*It's funny, because a few weeks after I wrote this, the show went off the air. Oh well.
I haven’t watched Cartoon Network (CN) since I was about ten years old. It was always full of mindless cartoons and ultimately, I was ready to move on. So when I heard about the new TV show, Unnatural History, I wasn’t too sure, but I thought I would give it a try.
Not only did I like the live-action show (no, it’s not a cartoon), I fell in love.
Unnatural History is the story of Henry Griffin, played by actor Kevin G. Shmidt, a teenager who has traveled the world with his anthropologist parents, learning and studying the ways of different cultures.

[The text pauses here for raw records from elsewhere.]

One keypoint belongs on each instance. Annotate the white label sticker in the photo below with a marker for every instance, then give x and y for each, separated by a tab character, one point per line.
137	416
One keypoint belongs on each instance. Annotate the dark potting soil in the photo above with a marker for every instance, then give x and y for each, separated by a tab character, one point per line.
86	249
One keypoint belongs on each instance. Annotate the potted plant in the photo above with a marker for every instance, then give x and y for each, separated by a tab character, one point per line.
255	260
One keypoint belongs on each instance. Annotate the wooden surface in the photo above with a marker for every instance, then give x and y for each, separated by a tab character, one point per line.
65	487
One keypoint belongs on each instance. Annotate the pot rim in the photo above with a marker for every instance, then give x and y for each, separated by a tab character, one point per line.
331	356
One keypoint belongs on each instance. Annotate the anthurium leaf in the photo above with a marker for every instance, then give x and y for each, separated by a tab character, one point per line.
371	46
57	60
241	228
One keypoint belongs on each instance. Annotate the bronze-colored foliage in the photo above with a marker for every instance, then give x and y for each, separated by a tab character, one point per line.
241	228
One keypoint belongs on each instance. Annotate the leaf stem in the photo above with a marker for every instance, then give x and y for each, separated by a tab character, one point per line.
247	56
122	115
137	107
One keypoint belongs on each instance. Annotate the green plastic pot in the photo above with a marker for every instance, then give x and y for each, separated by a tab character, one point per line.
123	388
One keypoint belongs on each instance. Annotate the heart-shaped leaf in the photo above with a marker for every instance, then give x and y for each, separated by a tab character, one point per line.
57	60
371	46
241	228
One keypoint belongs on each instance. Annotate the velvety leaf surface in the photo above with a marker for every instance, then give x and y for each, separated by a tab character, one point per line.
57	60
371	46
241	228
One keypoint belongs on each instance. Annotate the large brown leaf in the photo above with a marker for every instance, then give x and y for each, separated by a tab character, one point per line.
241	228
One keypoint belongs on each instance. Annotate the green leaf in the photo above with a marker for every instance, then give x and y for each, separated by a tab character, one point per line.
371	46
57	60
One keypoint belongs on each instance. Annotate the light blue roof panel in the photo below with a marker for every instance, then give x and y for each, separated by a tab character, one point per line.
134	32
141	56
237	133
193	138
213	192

But now Henry has been sent to live with his uncle and cousin in Washington D.C to attend a high school in the National Museum Complex (NMC) in the hopes that he would stay out of the trouble he always seems to be getting into.
Henry’s cousin Jasper Bartlett (played by Jordan Gavaris), is the tech-savvy part of the group who often serves as bait in many of the adventures that Henry and his friends encounter.

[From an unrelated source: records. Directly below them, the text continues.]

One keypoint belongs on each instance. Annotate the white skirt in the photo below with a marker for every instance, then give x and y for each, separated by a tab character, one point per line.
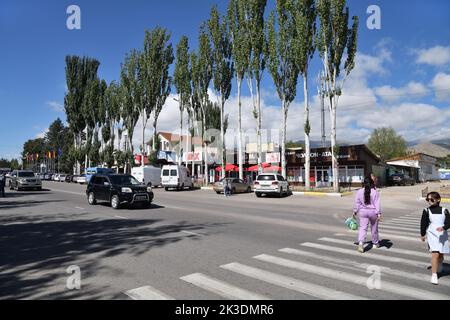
437	241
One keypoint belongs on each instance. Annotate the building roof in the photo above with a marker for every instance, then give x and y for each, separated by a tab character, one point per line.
175	138
415	156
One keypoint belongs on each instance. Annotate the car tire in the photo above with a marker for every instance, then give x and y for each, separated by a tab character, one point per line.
91	199
115	202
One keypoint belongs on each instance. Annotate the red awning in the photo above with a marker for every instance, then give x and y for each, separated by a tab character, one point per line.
273	169
228	167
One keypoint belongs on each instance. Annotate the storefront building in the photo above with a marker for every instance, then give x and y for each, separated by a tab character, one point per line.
355	162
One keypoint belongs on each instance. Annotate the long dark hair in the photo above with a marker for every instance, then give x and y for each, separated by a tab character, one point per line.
368	185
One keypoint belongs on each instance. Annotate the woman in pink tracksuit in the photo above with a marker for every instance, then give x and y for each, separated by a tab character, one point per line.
367	207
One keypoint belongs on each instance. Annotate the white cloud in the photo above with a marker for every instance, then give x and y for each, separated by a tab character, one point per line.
57	107
436	56
441	85
411	90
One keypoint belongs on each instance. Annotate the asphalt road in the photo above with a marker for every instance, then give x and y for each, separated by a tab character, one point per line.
199	245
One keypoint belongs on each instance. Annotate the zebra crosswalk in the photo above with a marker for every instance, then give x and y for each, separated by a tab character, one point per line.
328	268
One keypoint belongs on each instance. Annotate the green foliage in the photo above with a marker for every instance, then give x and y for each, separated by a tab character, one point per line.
387	144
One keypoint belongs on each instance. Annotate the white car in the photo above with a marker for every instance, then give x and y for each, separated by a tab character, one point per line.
176	177
271	183
82	179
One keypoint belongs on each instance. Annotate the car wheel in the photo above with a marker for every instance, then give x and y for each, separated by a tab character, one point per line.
115	202
91	199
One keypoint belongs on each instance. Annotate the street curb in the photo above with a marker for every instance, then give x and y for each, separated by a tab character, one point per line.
445	200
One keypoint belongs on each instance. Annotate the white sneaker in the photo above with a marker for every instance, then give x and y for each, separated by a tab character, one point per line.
434	278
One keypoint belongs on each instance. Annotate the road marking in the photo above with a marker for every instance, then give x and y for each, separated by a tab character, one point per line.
416	229
352	278
370	255
290	283
147	293
383	235
352	264
383	249
71	192
221	288
192	233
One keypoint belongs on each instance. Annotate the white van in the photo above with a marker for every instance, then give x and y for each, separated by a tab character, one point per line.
147	175
176	177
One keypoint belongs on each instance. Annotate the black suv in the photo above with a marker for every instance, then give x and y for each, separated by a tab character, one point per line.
118	189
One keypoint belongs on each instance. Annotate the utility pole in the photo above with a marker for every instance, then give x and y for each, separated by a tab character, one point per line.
321	92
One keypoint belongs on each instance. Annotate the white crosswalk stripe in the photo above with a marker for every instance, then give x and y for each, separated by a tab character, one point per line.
412	229
383	249
374	256
221	288
290	283
354	265
147	293
352	278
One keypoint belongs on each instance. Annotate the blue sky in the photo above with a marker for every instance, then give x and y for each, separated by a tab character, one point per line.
402	77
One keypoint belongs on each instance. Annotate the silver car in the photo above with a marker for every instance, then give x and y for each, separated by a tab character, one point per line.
23	179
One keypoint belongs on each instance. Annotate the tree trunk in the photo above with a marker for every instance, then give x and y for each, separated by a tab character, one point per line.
258	131
143	139
222	139
240	158
335	163
181	135
307	142
284	109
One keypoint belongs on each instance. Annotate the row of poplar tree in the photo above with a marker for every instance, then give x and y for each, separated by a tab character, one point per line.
239	45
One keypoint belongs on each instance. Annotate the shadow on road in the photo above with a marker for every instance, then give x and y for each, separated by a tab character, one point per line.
37	250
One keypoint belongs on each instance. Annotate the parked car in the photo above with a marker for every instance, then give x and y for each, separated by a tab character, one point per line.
24	179
237	186
147	175
118	190
176	177
271	183
82	179
401	179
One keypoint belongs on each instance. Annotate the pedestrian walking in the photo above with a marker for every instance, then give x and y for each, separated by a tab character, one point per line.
368	209
2	185
433	227
227	188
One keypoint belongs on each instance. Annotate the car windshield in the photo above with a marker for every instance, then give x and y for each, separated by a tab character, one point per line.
26	174
266	178
124	180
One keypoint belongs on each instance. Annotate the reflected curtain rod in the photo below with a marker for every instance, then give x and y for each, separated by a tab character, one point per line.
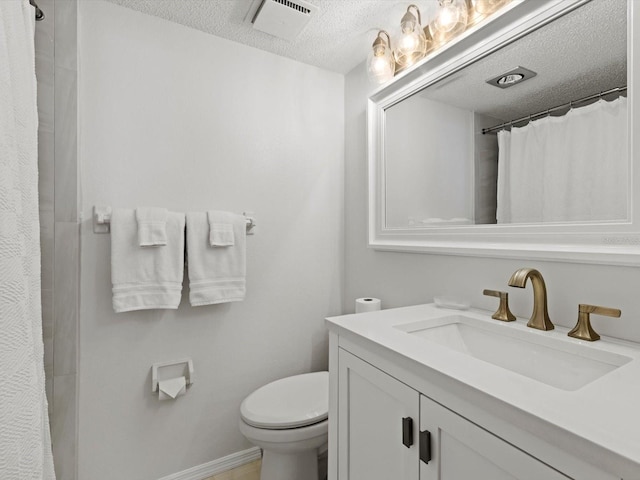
553	109
39	13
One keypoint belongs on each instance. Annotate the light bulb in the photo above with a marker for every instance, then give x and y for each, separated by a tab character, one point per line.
411	41
450	20
380	64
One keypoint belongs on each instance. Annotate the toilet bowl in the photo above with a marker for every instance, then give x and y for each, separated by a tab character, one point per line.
288	420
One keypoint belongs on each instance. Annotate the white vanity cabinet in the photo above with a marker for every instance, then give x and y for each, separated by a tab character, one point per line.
485	420
379	438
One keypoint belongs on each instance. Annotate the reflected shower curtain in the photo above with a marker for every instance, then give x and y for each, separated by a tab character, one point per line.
25	446
573	168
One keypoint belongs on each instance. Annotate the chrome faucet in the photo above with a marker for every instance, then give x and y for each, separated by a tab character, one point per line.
540	316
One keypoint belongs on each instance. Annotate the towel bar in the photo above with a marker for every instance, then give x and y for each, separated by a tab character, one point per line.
102	220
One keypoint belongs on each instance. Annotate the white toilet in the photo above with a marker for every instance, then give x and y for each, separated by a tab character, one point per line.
288	420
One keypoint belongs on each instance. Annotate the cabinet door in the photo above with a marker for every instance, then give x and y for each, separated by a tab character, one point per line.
462	450
375	412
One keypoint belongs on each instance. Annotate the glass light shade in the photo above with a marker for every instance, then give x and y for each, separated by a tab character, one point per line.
380	63
411	41
450	20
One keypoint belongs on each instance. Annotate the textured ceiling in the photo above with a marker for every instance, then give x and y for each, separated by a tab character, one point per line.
579	54
337	38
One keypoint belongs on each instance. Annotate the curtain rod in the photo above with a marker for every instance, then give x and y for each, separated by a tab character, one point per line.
553	109
39	13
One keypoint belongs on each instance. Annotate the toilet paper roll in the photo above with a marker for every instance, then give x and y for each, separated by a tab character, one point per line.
171	388
368	304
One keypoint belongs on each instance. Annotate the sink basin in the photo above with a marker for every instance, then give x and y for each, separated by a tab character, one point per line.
556	362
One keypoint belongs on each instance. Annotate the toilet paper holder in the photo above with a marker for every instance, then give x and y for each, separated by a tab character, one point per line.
175	368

Finally, his fellow student Maggie Winnock (played by Italia Ricci), smart and obsessive, completes the group. Her photographic memory helps the group solve mysteries and ultimately, add unknown facts to history, often proving theories and myths to be truthful.
Unnatural History is the perfect mix of National Treasure, Night at the Museum, and even a little of The Da Vinci Code. This show has a great mix of adventure and mystery while incorporating accurate historical facts.
And if you really wanted to, the basic story line of a group of friends solving mysteries can be compared to our childhood favorite Scooby-Doo.
The makers of Unnatural History have managed to educate viewers without the boring regurgitation of dry facts that teenagers would not care about otherwise, such as George Washington’s overdue library book and the use of the enigma machine in World War II.
The personalities of the characters blend perfectly together and the setting of D.C. and the NMC provide the perfect backdrop to the danger and mystery that surrounds the historical objects and artifacts. A sense of danger and the unknown is present in every episode, and I find myself wanting to know the truth as much as Henry, Jasper, and Maggie.
Viewers and critics have fallen in love with the plotline, the quirky personalities of the characters, and the adventurous, awe-inspiring history that inevitably works its way into more than just last Tuesday’s episode.
The show may be subject to CN’s background of mindless cartoons – many of you may have given up on the channel, pushing Unnatural History into the shadows. But those of you who are like I used to be, cynical of Cartoon Network’s content, you should give this show a chance. I guarantee you will walk away satisfied, and you may even find that you now a little bit about the next subject in your US History class.
Unnatural History usually airs Tuesday nights at 9:00 pm on Cartoon Network. But if you miss Tuesday’s episode because you’re caught up in homework, CN replays the latest episode Sunday nights at 9:00 pm.